Victoire des indépendantistes en Catalogne

Quels sont les résultats des élections ?

Les partis indépendantistes ont obtenu la majorité des sièges au Parlement de Catalogne, à l’issue des élections régionales organisées hier. Ces élections avaient été convoquées le 27 octobre par le chef du gouvernement espagnol Mariano Rajoy, qui avait également fait voter une mise sous tutelle de la région en raison de la proclamation de l’indépendance par le Parlement régional. Les trois partis indépendantistes cumulent 47,5 % des voix et 70 sièges, contre 72 dans la précédente assemblée (la majorité absolue est de 68 sièges). Les trois partis unionistes (favorables au maintien dans l’Espagne) obtiennent 43,5 % des voix et 57 sièges. Parmi eux, le parti Ciudadanos de centre droit arrive en tête (25,4 % des voix). Il est suivi de la liste menée par l’ancien président indépendantiste de l’exécutif régional Carles Puigdemont (21,7 %). Le Parti populaire de Mariano Rajoy s’effondre (4,2 %).

Comment sont-ils répartis géographiquement ?

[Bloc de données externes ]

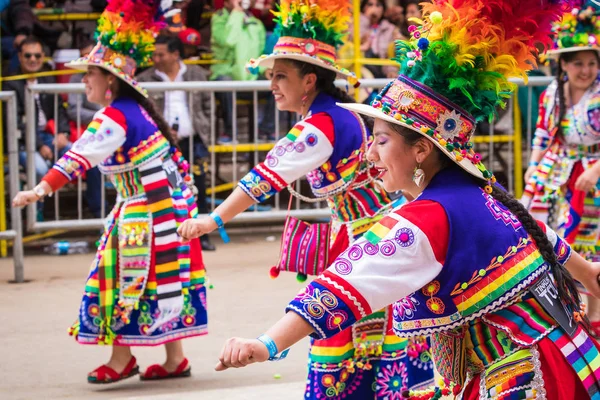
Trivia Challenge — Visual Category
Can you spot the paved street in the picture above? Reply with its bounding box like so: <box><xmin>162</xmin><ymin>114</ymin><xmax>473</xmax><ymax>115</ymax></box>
<box><xmin>0</xmin><ymin>234</ymin><xmax>308</xmax><ymax>400</ymax></box>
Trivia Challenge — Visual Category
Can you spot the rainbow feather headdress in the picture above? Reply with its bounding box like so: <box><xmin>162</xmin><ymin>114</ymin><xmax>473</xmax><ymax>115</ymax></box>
<box><xmin>546</xmin><ymin>1</ymin><xmax>600</xmax><ymax>58</ymax></box>
<box><xmin>67</xmin><ymin>0</ymin><xmax>172</xmax><ymax>97</ymax></box>
<box><xmin>246</xmin><ymin>0</ymin><xmax>358</xmax><ymax>86</ymax></box>
<box><xmin>340</xmin><ymin>0</ymin><xmax>564</xmax><ymax>191</ymax></box>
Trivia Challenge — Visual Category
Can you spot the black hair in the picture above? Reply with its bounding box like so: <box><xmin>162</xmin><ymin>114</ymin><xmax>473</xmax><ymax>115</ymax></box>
<box><xmin>155</xmin><ymin>34</ymin><xmax>183</xmax><ymax>57</ymax></box>
<box><xmin>388</xmin><ymin>122</ymin><xmax>581</xmax><ymax>311</ymax></box>
<box><xmin>18</xmin><ymin>35</ymin><xmax>44</xmax><ymax>53</ymax></box>
<box><xmin>360</xmin><ymin>0</ymin><xmax>387</xmax><ymax>23</ymax></box>
<box><xmin>100</xmin><ymin>68</ymin><xmax>179</xmax><ymax>148</ymax></box>
<box><xmin>283</xmin><ymin>59</ymin><xmax>373</xmax><ymax>132</ymax></box>
<box><xmin>554</xmin><ymin>50</ymin><xmax>600</xmax><ymax>138</ymax></box>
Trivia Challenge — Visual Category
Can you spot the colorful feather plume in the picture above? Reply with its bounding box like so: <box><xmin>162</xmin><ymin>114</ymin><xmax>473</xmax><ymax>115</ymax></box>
<box><xmin>96</xmin><ymin>0</ymin><xmax>170</xmax><ymax>67</ymax></box>
<box><xmin>273</xmin><ymin>0</ymin><xmax>352</xmax><ymax>47</ymax></box>
<box><xmin>552</xmin><ymin>1</ymin><xmax>600</xmax><ymax>50</ymax></box>
<box><xmin>395</xmin><ymin>0</ymin><xmax>568</xmax><ymax>121</ymax></box>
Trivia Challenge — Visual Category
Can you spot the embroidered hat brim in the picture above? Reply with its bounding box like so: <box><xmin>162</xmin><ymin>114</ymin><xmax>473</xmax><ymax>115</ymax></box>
<box><xmin>546</xmin><ymin>46</ymin><xmax>600</xmax><ymax>60</ymax></box>
<box><xmin>338</xmin><ymin>103</ymin><xmax>487</xmax><ymax>180</ymax></box>
<box><xmin>248</xmin><ymin>54</ymin><xmax>354</xmax><ymax>79</ymax></box>
<box><xmin>65</xmin><ymin>43</ymin><xmax>148</xmax><ymax>98</ymax></box>
<box><xmin>246</xmin><ymin>36</ymin><xmax>358</xmax><ymax>85</ymax></box>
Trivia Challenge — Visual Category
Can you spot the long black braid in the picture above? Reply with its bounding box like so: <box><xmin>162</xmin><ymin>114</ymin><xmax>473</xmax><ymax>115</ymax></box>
<box><xmin>488</xmin><ymin>182</ymin><xmax>581</xmax><ymax>311</ymax></box>
<box><xmin>117</xmin><ymin>79</ymin><xmax>179</xmax><ymax>149</ymax></box>
<box><xmin>389</xmin><ymin>124</ymin><xmax>581</xmax><ymax>311</ymax></box>
<box><xmin>554</xmin><ymin>50</ymin><xmax>600</xmax><ymax>142</ymax></box>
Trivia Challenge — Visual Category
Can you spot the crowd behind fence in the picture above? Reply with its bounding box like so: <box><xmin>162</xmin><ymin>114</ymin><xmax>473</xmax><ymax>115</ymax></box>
<box><xmin>0</xmin><ymin>77</ymin><xmax>552</xmax><ymax>280</ymax></box>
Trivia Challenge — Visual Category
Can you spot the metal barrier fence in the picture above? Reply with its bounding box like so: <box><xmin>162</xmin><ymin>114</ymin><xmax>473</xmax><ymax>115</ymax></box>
<box><xmin>19</xmin><ymin>77</ymin><xmax>552</xmax><ymax>231</ymax></box>
<box><xmin>0</xmin><ymin>92</ymin><xmax>25</xmax><ymax>283</ymax></box>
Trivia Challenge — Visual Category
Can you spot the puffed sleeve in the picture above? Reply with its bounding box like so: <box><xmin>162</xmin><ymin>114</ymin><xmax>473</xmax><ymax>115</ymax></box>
<box><xmin>238</xmin><ymin>113</ymin><xmax>334</xmax><ymax>203</ymax></box>
<box><xmin>42</xmin><ymin>107</ymin><xmax>127</xmax><ymax>191</ymax></box>
<box><xmin>286</xmin><ymin>200</ymin><xmax>449</xmax><ymax>339</ymax></box>
<box><xmin>531</xmin><ymin>89</ymin><xmax>552</xmax><ymax>150</ymax></box>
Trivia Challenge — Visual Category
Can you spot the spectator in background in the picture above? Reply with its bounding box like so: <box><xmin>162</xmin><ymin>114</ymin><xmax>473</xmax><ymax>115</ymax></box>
<box><xmin>67</xmin><ymin>39</ymin><xmax>104</xmax><ymax>218</ymax></box>
<box><xmin>137</xmin><ymin>34</ymin><xmax>215</xmax><ymax>251</ymax></box>
<box><xmin>2</xmin><ymin>36</ymin><xmax>71</xmax><ymax>219</ymax></box>
<box><xmin>384</xmin><ymin>2</ymin><xmax>404</xmax><ymax>32</ymax></box>
<box><xmin>404</xmin><ymin>0</ymin><xmax>421</xmax><ymax>25</ymax></box>
<box><xmin>67</xmin><ymin>39</ymin><xmax>101</xmax><ymax>129</ymax></box>
<box><xmin>177</xmin><ymin>28</ymin><xmax>202</xmax><ymax>60</ymax></box>
<box><xmin>4</xmin><ymin>0</ymin><xmax>69</xmax><ymax>62</ymax></box>
<box><xmin>210</xmin><ymin>0</ymin><xmax>266</xmax><ymax>143</ymax></box>
<box><xmin>400</xmin><ymin>0</ymin><xmax>421</xmax><ymax>38</ymax></box>
<box><xmin>350</xmin><ymin>0</ymin><xmax>400</xmax><ymax>78</ymax></box>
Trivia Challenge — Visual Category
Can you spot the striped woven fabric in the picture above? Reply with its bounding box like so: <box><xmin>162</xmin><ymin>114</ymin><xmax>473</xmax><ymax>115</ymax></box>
<box><xmin>140</xmin><ymin>158</ymin><xmax>183</xmax><ymax>332</ymax></box>
<box><xmin>548</xmin><ymin>326</ymin><xmax>600</xmax><ymax>400</ymax></box>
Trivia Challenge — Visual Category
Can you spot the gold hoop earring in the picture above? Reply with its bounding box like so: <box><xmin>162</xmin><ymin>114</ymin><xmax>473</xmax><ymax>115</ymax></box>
<box><xmin>413</xmin><ymin>163</ymin><xmax>425</xmax><ymax>187</ymax></box>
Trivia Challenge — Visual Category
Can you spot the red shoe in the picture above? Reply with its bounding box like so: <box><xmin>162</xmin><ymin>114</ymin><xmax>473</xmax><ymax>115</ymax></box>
<box><xmin>88</xmin><ymin>356</ymin><xmax>140</xmax><ymax>384</ymax></box>
<box><xmin>140</xmin><ymin>358</ymin><xmax>192</xmax><ymax>381</ymax></box>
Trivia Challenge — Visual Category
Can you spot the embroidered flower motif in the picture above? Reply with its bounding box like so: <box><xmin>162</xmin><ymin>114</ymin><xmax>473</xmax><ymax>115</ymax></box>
<box><xmin>327</xmin><ymin>310</ymin><xmax>348</xmax><ymax>330</ymax></box>
<box><xmin>299</xmin><ymin>286</ymin><xmax>338</xmax><ymax>319</ymax></box>
<box><xmin>588</xmin><ymin>108</ymin><xmax>600</xmax><ymax>132</ymax></box>
<box><xmin>306</xmin><ymin>169</ymin><xmax>324</xmax><ymax>188</ymax></box>
<box><xmin>376</xmin><ymin>363</ymin><xmax>408</xmax><ymax>400</ymax></box>
<box><xmin>334</xmin><ymin>258</ymin><xmax>352</xmax><ymax>275</ymax></box>
<box><xmin>394</xmin><ymin>90</ymin><xmax>419</xmax><ymax>112</ymax></box>
<box><xmin>379</xmin><ymin>240</ymin><xmax>396</xmax><ymax>257</ymax></box>
<box><xmin>348</xmin><ymin>244</ymin><xmax>363</xmax><ymax>261</ymax></box>
<box><xmin>306</xmin><ymin>133</ymin><xmax>319</xmax><ymax>147</ymax></box>
<box><xmin>437</xmin><ymin>110</ymin><xmax>463</xmax><ymax>140</ymax></box>
<box><xmin>364</xmin><ymin>243</ymin><xmax>379</xmax><ymax>256</ymax></box>
<box><xmin>392</xmin><ymin>296</ymin><xmax>420</xmax><ymax>321</ymax></box>
<box><xmin>395</xmin><ymin>227</ymin><xmax>415</xmax><ymax>247</ymax></box>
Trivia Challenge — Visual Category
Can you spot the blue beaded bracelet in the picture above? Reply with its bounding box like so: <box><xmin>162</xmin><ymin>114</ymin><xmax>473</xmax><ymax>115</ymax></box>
<box><xmin>209</xmin><ymin>212</ymin><xmax>229</xmax><ymax>243</ymax></box>
<box><xmin>257</xmin><ymin>335</ymin><xmax>290</xmax><ymax>361</ymax></box>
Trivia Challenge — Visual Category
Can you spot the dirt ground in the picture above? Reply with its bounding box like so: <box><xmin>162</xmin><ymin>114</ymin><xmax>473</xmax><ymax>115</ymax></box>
<box><xmin>0</xmin><ymin>234</ymin><xmax>308</xmax><ymax>400</ymax></box>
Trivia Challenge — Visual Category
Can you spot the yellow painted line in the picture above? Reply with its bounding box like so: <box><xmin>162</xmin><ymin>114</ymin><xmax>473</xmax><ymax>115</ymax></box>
<box><xmin>473</xmin><ymin>135</ymin><xmax>515</xmax><ymax>143</ymax></box>
<box><xmin>208</xmin><ymin>143</ymin><xmax>275</xmax><ymax>153</ymax></box>
<box><xmin>0</xmin><ymin>69</ymin><xmax>85</xmax><ymax>81</ymax></box>
<box><xmin>8</xmin><ymin>229</ymin><xmax>69</xmax><ymax>246</ymax></box>
<box><xmin>37</xmin><ymin>13</ymin><xmax>100</xmax><ymax>21</ymax></box>
<box><xmin>337</xmin><ymin>58</ymin><xmax>400</xmax><ymax>67</ymax></box>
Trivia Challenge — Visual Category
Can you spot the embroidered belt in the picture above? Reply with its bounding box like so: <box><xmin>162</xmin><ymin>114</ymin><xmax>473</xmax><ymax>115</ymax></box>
<box><xmin>111</xmin><ymin>154</ymin><xmax>183</xmax><ymax>200</ymax></box>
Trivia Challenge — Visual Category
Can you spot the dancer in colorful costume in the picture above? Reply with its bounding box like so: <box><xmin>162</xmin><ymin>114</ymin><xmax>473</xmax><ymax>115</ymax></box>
<box><xmin>13</xmin><ymin>0</ymin><xmax>207</xmax><ymax>383</ymax></box>
<box><xmin>522</xmin><ymin>2</ymin><xmax>600</xmax><ymax>337</ymax></box>
<box><xmin>176</xmin><ymin>0</ymin><xmax>433</xmax><ymax>400</ymax></box>
<box><xmin>205</xmin><ymin>0</ymin><xmax>600</xmax><ymax>400</ymax></box>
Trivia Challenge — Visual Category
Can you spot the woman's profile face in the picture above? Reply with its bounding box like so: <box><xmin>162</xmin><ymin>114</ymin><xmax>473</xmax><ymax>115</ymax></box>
<box><xmin>82</xmin><ymin>66</ymin><xmax>110</xmax><ymax>105</ymax></box>
<box><xmin>367</xmin><ymin>119</ymin><xmax>418</xmax><ymax>193</ymax></box>
<box><xmin>560</xmin><ymin>51</ymin><xmax>599</xmax><ymax>90</ymax></box>
<box><xmin>271</xmin><ymin>60</ymin><xmax>306</xmax><ymax>113</ymax></box>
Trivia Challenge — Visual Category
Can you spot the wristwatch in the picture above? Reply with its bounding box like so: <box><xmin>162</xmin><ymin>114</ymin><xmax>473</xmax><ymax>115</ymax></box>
<box><xmin>33</xmin><ymin>185</ymin><xmax>46</xmax><ymax>199</ymax></box>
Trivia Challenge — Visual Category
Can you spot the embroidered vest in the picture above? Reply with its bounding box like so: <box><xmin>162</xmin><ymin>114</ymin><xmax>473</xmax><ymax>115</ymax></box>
<box><xmin>394</xmin><ymin>167</ymin><xmax>549</xmax><ymax>337</ymax></box>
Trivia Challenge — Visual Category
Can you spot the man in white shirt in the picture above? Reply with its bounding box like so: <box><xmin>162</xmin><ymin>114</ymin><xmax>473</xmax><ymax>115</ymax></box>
<box><xmin>137</xmin><ymin>35</ymin><xmax>215</xmax><ymax>251</ymax></box>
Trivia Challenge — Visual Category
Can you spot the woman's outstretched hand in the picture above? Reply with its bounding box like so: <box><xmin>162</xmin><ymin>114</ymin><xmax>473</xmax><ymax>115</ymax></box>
<box><xmin>13</xmin><ymin>190</ymin><xmax>39</xmax><ymax>207</ymax></box>
<box><xmin>215</xmin><ymin>338</ymin><xmax>269</xmax><ymax>371</ymax></box>
<box><xmin>177</xmin><ymin>217</ymin><xmax>218</xmax><ymax>242</ymax></box>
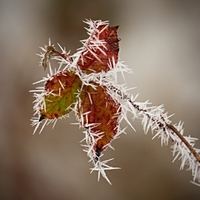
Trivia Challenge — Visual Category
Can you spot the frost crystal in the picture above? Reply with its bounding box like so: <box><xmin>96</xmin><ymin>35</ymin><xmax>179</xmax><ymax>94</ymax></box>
<box><xmin>31</xmin><ymin>20</ymin><xmax>200</xmax><ymax>185</ymax></box>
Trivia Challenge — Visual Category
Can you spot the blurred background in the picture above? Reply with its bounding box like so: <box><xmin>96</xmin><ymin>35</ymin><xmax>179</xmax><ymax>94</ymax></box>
<box><xmin>0</xmin><ymin>0</ymin><xmax>200</xmax><ymax>200</ymax></box>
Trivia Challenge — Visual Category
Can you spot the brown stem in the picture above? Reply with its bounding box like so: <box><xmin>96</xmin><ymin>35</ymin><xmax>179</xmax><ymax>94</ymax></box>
<box><xmin>167</xmin><ymin>124</ymin><xmax>200</xmax><ymax>162</ymax></box>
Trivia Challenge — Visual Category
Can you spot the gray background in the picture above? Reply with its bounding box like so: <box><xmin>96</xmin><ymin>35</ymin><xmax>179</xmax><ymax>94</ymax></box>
<box><xmin>0</xmin><ymin>0</ymin><xmax>200</xmax><ymax>200</ymax></box>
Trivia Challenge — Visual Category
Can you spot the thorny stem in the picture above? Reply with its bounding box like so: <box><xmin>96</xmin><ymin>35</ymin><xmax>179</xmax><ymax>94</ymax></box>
<box><xmin>42</xmin><ymin>43</ymin><xmax>200</xmax><ymax>166</ymax></box>
<box><xmin>109</xmin><ymin>85</ymin><xmax>200</xmax><ymax>162</ymax></box>
<box><xmin>167</xmin><ymin>124</ymin><xmax>200</xmax><ymax>162</ymax></box>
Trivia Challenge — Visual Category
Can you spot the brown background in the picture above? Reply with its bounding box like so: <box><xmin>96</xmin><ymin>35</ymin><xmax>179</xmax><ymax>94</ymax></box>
<box><xmin>0</xmin><ymin>0</ymin><xmax>200</xmax><ymax>200</ymax></box>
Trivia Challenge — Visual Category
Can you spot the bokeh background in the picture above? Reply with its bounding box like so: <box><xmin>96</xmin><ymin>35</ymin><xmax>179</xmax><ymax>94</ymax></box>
<box><xmin>0</xmin><ymin>0</ymin><xmax>200</xmax><ymax>200</ymax></box>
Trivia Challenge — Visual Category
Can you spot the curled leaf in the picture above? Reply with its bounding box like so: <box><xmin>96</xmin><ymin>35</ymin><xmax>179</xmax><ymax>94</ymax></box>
<box><xmin>78</xmin><ymin>24</ymin><xmax>119</xmax><ymax>74</ymax></box>
<box><xmin>78</xmin><ymin>84</ymin><xmax>121</xmax><ymax>157</ymax></box>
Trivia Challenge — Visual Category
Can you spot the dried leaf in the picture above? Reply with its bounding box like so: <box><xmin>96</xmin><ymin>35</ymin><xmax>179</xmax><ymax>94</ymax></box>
<box><xmin>78</xmin><ymin>85</ymin><xmax>121</xmax><ymax>155</ymax></box>
<box><xmin>78</xmin><ymin>25</ymin><xmax>119</xmax><ymax>74</ymax></box>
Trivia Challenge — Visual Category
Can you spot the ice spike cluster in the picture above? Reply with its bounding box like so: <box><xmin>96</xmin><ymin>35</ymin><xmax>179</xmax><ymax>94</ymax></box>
<box><xmin>31</xmin><ymin>20</ymin><xmax>200</xmax><ymax>184</ymax></box>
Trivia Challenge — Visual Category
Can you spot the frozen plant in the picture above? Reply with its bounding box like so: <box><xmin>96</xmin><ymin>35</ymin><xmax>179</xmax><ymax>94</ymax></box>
<box><xmin>31</xmin><ymin>20</ymin><xmax>200</xmax><ymax>185</ymax></box>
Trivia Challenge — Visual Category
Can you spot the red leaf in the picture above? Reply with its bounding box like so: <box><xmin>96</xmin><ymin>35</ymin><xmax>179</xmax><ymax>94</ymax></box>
<box><xmin>78</xmin><ymin>82</ymin><xmax>121</xmax><ymax>156</ymax></box>
<box><xmin>78</xmin><ymin>25</ymin><xmax>119</xmax><ymax>74</ymax></box>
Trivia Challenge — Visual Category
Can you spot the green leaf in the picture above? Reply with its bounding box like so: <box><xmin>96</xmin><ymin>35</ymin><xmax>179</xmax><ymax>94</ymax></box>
<box><xmin>40</xmin><ymin>71</ymin><xmax>82</xmax><ymax>119</ymax></box>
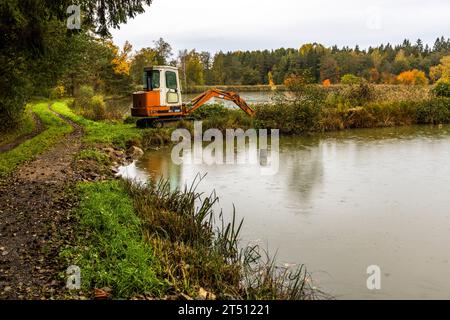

Avec une participation de 82 %, le scrutin a largement mobilisé la population. Lors du référendum d’autodétermination organisé le 1er octobre, malgré l’interdiction de Madrid, par l’ancien gouvernement régional, elle s’était limitée à 42,3 % selon ce dernier. Les résultats d’hier révèlent une fracture profonde de la population, ainsi qu’une coupure géographique. Les listes indépendantistes ont réalisé leurs meilleurs scores dans les zones rurales. Ainsi, elles rassemblent 44 % des voix dans la circonscription de Barcelone, mais plus de 60 % dans celles, moins peuplées, de Lérida et Gérone. Le système électoral catalan amplifie au Parlement le vote des circonscriptions rurales. Ce décalage permet aux listes indépendantistes de s’octroyer près de 52 % des sièges avec 47,5 % des voix.

Quelles sont les prochaines étapes ?

Les différents partis doivent maintenant négocier pour composer une majorité avant le 6 février. Bien qu’arrivé en tête, le parti Ciudadanos ne peut espérer former une coalition disposant d’une majorité suffisante pour investir un nouvel exécutif. Contrairement au précédent scrutin, les deux principales formations indépendantistes ne se sont pas entendues pour présenter une liste commune et leurs relations se sont distendues pendant la campagne. Poursuivi pour sédition, rébellion et malversations financières en raison de l’organisation du référendum interdit par Madrid, Carles Puigdemont est visé par un mandat d’arrêt de la justice espagnole. Réfugié à Bruxelles, il s’est dit prêt aujourd’hui à regagner l’Espagne si des garanties lui sont données par Madrid. Il a proposé à Mariano Rajoy de le rencontrer hors d’Espagne. S’exprimant peu après, ce dernier a rejeté cette demande.